The Robots Are Not Taking over Libraries

December 14, 2016

I once watched a Japanese anime that featured a robot working in a library.  The robot shelved, straightened, and maintained order of the books by running on a track that circumnavigated all the shelves in the building.  The anime took place in a near-future Japan, when all paper documents were rendered obsolete.  While we are a long way off from having robots in public libraries (budget constraints and cuts), there is a common belief that libraries are obsolete as well.

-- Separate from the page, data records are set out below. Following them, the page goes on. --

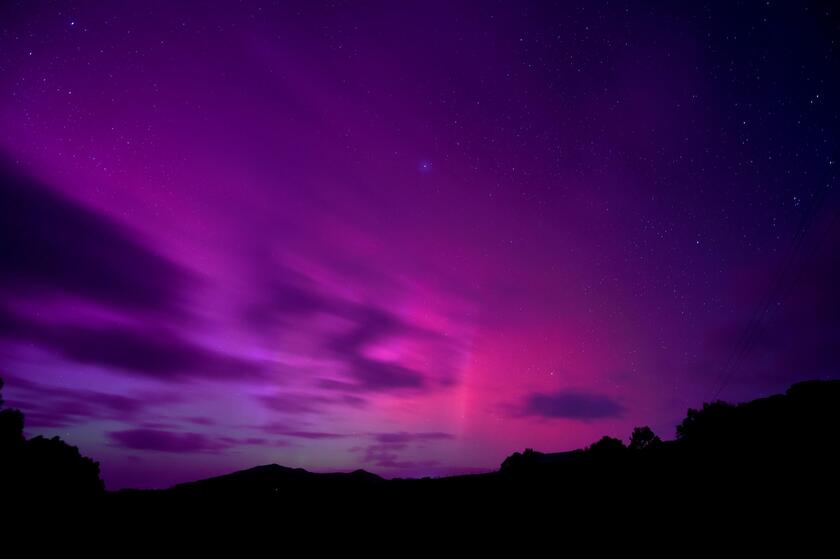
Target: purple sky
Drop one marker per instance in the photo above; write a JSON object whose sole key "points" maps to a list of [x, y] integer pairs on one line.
{"points": [[410, 237]]}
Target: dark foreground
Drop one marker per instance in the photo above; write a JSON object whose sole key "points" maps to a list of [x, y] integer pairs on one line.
{"points": [[773, 461]]}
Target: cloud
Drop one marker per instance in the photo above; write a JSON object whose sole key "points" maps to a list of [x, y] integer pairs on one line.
{"points": [[153, 353], [51, 407], [289, 301], [52, 245], [570, 404], [298, 403], [403, 437], [166, 441], [385, 452], [315, 435]]}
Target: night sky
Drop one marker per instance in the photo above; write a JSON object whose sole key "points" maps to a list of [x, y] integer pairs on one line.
{"points": [[409, 237]]}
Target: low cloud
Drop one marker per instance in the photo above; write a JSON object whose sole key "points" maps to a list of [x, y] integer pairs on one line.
{"points": [[570, 404]]}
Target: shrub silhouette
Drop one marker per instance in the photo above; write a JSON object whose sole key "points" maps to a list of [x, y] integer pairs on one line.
{"points": [[41, 467]]}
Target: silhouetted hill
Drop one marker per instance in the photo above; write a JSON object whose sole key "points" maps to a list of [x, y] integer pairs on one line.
{"points": [[768, 456]]}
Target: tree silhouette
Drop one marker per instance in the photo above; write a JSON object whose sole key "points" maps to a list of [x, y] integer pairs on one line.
{"points": [[712, 423], [643, 438], [42, 467]]}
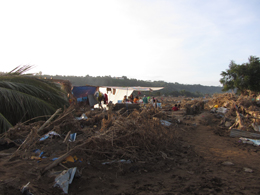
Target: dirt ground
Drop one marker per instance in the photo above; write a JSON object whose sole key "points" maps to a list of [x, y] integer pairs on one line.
{"points": [[203, 159]]}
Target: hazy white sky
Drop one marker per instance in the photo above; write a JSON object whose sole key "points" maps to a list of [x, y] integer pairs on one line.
{"points": [[184, 41]]}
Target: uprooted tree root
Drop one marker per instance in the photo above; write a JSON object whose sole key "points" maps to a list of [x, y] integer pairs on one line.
{"points": [[120, 135]]}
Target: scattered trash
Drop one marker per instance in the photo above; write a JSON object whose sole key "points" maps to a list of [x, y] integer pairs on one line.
{"points": [[228, 124], [49, 134], [25, 190], [117, 161], [65, 178], [83, 116], [39, 157], [71, 159], [248, 170], [222, 110], [72, 137], [255, 142], [165, 123], [227, 163], [241, 133]]}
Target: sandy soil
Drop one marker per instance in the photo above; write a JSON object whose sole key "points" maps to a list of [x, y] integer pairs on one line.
{"points": [[196, 164]]}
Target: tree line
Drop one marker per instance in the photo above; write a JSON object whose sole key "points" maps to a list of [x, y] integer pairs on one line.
{"points": [[174, 89]]}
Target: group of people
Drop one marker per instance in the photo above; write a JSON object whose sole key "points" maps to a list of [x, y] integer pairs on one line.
{"points": [[131, 99], [176, 107], [145, 100], [101, 97]]}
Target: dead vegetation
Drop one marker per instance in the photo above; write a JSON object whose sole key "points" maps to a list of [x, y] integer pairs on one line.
{"points": [[136, 135]]}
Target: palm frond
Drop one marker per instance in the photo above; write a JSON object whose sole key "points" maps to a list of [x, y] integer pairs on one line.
{"points": [[30, 80], [55, 100], [17, 106], [4, 124]]}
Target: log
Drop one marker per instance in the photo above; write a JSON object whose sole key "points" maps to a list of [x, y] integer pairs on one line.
{"points": [[49, 120]]}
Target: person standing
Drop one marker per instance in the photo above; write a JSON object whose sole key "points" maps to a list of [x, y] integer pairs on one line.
{"points": [[145, 101]]}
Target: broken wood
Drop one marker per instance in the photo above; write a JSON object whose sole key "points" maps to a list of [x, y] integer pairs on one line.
{"points": [[49, 120], [66, 137]]}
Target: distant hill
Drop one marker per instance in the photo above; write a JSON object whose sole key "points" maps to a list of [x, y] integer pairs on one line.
{"points": [[174, 89]]}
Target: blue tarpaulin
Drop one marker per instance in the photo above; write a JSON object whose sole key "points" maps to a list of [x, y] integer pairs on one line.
{"points": [[83, 91]]}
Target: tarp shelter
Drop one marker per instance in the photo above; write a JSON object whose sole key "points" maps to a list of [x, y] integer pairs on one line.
{"points": [[85, 93], [116, 94]]}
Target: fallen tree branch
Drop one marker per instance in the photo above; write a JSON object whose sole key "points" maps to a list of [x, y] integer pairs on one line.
{"points": [[49, 120]]}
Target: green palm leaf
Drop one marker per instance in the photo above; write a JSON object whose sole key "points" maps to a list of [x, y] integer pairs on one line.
{"points": [[4, 124], [26, 97], [18, 107], [54, 99]]}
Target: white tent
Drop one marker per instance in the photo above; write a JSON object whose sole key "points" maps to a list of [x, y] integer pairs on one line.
{"points": [[115, 94]]}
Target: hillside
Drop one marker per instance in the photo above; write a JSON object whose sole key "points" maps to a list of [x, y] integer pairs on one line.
{"points": [[174, 89]]}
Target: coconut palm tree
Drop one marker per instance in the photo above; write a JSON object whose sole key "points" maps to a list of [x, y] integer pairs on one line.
{"points": [[24, 96]]}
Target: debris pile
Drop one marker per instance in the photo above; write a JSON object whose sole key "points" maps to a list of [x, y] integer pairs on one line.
{"points": [[83, 138]]}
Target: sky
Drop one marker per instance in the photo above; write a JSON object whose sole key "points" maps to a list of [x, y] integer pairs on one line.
{"points": [[184, 41]]}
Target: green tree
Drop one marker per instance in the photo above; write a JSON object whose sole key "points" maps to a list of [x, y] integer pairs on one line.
{"points": [[242, 77], [24, 97]]}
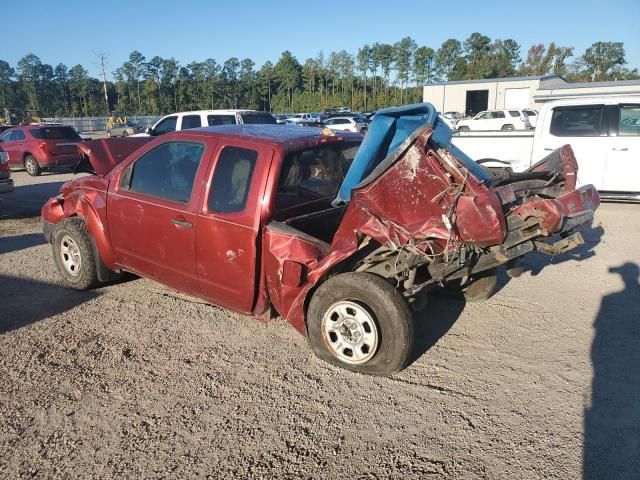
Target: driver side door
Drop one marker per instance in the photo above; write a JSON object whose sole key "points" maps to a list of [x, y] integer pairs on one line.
{"points": [[151, 210]]}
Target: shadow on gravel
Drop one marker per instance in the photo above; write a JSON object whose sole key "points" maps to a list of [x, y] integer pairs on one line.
{"points": [[612, 421], [434, 321], [20, 242], [536, 262], [25, 301], [27, 200]]}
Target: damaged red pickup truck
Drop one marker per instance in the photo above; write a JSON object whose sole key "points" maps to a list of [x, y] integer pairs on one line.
{"points": [[247, 217]]}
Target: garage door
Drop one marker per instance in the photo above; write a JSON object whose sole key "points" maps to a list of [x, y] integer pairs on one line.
{"points": [[516, 98]]}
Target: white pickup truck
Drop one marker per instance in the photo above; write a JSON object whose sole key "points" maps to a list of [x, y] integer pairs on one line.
{"points": [[604, 133]]}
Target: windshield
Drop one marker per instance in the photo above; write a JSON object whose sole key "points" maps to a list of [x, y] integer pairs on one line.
{"points": [[262, 118], [54, 133], [315, 173], [442, 138]]}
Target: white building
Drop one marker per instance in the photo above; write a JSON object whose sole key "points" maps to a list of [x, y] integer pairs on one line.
{"points": [[472, 96]]}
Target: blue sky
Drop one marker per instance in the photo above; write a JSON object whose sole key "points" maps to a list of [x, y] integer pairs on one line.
{"points": [[198, 29]]}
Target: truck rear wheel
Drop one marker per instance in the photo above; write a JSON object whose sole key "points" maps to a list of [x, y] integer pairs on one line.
{"points": [[73, 253], [360, 322]]}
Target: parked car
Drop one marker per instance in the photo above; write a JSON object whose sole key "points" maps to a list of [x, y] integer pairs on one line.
{"points": [[310, 124], [532, 116], [453, 117], [203, 118], [603, 131], [505, 120], [6, 183], [41, 147], [347, 124], [124, 130], [264, 220]]}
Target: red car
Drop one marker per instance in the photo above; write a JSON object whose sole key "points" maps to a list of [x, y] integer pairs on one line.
{"points": [[242, 216], [40, 147]]}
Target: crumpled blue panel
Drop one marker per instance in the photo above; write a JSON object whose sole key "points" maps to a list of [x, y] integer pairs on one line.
{"points": [[390, 127]]}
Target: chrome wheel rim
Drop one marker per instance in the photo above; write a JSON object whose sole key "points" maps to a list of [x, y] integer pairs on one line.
{"points": [[70, 255], [31, 168], [350, 332]]}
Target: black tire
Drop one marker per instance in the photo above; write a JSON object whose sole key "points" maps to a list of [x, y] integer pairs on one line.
{"points": [[476, 288], [31, 166], [73, 232], [386, 308]]}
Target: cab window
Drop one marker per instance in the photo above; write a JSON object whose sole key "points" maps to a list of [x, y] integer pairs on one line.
{"points": [[191, 121], [629, 120], [168, 171], [221, 120], [165, 126], [313, 174], [577, 121], [231, 180]]}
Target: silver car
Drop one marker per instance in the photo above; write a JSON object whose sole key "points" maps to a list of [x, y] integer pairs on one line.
{"points": [[124, 130]]}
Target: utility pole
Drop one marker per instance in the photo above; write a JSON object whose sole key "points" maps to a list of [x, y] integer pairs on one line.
{"points": [[102, 64]]}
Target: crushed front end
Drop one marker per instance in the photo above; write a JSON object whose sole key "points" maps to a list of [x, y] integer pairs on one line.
{"points": [[428, 215]]}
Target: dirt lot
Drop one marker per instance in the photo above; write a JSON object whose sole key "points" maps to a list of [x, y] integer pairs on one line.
{"points": [[541, 381]]}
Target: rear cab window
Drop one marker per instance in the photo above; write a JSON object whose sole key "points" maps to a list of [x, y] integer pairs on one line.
{"points": [[167, 125], [577, 121], [232, 180], [313, 174], [167, 172], [54, 133], [629, 120], [214, 120], [258, 118]]}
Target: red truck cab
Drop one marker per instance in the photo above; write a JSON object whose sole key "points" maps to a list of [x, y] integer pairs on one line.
{"points": [[242, 216]]}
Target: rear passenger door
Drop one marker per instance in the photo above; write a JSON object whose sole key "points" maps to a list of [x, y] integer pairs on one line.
{"points": [[622, 172], [13, 144], [190, 121], [229, 222]]}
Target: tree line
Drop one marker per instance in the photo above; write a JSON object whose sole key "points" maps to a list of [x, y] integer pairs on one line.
{"points": [[376, 76]]}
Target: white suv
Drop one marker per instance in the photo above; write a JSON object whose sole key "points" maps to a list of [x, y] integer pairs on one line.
{"points": [[348, 124], [505, 120], [204, 118]]}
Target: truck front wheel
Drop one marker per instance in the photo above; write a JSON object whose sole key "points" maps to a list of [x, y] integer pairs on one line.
{"points": [[73, 254], [476, 288], [360, 322]]}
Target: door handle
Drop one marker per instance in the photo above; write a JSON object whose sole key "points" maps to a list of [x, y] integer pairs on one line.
{"points": [[181, 222]]}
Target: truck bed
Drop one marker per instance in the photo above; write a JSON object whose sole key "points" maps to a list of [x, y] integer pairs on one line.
{"points": [[512, 147], [321, 225]]}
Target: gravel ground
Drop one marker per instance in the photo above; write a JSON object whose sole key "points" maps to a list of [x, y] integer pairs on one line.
{"points": [[136, 380]]}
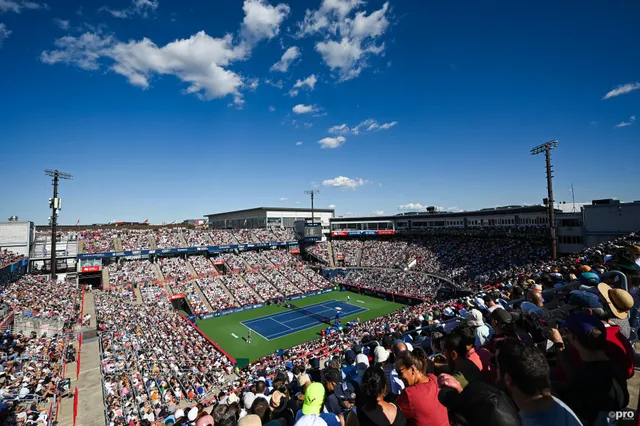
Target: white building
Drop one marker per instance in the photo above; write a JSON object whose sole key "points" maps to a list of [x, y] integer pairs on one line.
{"points": [[262, 217]]}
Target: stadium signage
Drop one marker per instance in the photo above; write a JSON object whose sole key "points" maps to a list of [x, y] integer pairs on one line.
{"points": [[352, 233], [213, 249]]}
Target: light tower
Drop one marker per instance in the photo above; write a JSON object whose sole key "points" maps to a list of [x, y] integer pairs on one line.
{"points": [[312, 193], [546, 148], [55, 204]]}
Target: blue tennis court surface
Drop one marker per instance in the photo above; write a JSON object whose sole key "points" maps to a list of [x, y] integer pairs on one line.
{"points": [[273, 326]]}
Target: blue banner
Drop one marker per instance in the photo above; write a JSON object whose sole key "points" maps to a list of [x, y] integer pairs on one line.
{"points": [[210, 249]]}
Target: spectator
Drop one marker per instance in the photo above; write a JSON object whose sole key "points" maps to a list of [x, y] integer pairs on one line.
{"points": [[524, 372], [419, 401], [371, 408], [598, 385]]}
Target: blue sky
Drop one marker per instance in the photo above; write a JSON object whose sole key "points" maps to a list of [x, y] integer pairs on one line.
{"points": [[169, 110]]}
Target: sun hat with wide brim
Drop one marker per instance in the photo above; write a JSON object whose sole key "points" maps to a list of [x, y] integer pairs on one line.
{"points": [[619, 300]]}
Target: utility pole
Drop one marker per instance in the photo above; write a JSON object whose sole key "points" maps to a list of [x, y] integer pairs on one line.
{"points": [[55, 204], [312, 192], [546, 148]]}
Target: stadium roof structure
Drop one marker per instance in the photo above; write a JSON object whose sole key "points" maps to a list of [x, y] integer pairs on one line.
{"points": [[273, 209], [427, 215]]}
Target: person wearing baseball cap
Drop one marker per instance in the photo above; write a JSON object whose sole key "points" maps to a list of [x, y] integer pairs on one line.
{"points": [[598, 385], [312, 406]]}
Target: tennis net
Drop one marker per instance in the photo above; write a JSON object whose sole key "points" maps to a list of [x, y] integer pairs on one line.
{"points": [[322, 318]]}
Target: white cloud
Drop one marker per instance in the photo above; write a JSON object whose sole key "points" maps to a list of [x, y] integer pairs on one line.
{"points": [[386, 126], [307, 83], [201, 61], [368, 125], [287, 59], [332, 142], [411, 206], [344, 182], [622, 89], [4, 33], [339, 129], [304, 109], [261, 20], [64, 25], [138, 7], [17, 6], [626, 123], [348, 41]]}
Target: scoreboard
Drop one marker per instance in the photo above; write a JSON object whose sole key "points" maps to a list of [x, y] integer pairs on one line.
{"points": [[308, 231]]}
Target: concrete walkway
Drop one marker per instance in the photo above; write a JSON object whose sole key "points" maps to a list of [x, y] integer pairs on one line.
{"points": [[89, 383]]}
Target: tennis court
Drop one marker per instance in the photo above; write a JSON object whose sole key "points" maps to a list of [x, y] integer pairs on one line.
{"points": [[273, 326]]}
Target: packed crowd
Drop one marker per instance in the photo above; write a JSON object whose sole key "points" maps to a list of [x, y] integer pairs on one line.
{"points": [[347, 252], [7, 257], [153, 359], [217, 297], [414, 284], [130, 272], [31, 363], [242, 292], [507, 355], [98, 241], [321, 251]]}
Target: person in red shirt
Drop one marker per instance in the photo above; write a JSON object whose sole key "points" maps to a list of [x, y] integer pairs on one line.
{"points": [[419, 400]]}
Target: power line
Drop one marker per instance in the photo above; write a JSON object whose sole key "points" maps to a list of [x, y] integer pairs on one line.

Libraries are the furthest thing from being obsolete, but robots have apparently gained enough artificial intelligence to find lost books, however.  Popsci shares the story in “Robo Librarian Tracks Down Misplaced Book.”  It explains a situation that librarians hate to deal with: people misplacing books on shelves instead of letting the experts put them back.  Libraries rely on books being in precise order and if they are in the wrong place, they are as good as lost.  Fancy libraries, like a research library at the University of Chicago, have automated the process, but it is too expensive and unrealistic to deploy.  There is another option:

A*STAR roboticists have created an autonomous shelf-scanning robot called AuRoSS that can tell which books are missing or out of place. Many libraries have already begun putting RFID tags on books, but these typically must be scanned with hand-held devices. AuRoSS uses a robotic arm and RFID scanner to catalogue book locations, and uses laser-guided navigation to wheel around unfamiliar bookshelves. AuRoSS can be programmed to scan the library shelves at night and instruct librarians how to get the books back in order when they arrive in the morning.

Manual labor is still needed to put the books in order after the robot does its work at night.   But what happens when someone needs help with research, finding an obscure citation, evaluating information, and even using the Internet correctly?  Yes, librarians are still needed.  Who else is going to interpret data, guide research, guard humanity’s knowledge?